Skip the Story and Show me how to craft an Owl Snack
Snack time and creative craft time are both things you can turn to when the rhythm or mood of your house needs a shift. Your kids get cranky, we know. All kids do. But don’t despair, you can bring them back around! Today’s crafty Owl Snack combats the grumpies in 2 ways: It gives them a wholesome snack to help quell their hunger and it gives them a quiet, but creative outlet which they might need after a loud and, sadly, maybe less than creative day at school.

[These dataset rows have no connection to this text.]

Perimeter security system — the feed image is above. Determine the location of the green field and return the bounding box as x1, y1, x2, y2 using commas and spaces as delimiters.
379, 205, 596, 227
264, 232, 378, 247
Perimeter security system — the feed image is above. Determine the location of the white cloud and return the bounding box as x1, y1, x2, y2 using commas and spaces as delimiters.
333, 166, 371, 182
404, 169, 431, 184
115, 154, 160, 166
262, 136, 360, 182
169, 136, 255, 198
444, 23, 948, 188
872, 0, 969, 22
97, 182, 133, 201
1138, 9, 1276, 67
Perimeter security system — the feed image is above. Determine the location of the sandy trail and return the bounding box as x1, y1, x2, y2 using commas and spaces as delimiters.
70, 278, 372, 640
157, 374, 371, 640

Earlier on the blog when we showed you how we make our Beach Themed Kid Afternoon Snack, we talked about how the transition back to school can be rough for kids and families. That has certainly been true in our house. We have pretty intense kids who do well academically and are pretty well behaved at school. However, like a lot of families, we struggle during “the witching hour”. The witching hour as explained by The Art of Simple is just that time of day when crankiness is commonplace and frequent meltdowns occur. For a lot of families it falls around 4 to 5pm. This is usually the case for our house; our kids seem to come home and let out all of their frustrations and intensity that they have bottled up throughout the day. It can be rough. It’s enough to drive any parent to the brink, often times to and over the brink of cocktail hour. And while a cocktail every now and then is okay, it really shouldn’t be your answer to parental stress. And losing your patience and screaming isn’t a good solution either. Your kids need you. You want to be there for them, but how?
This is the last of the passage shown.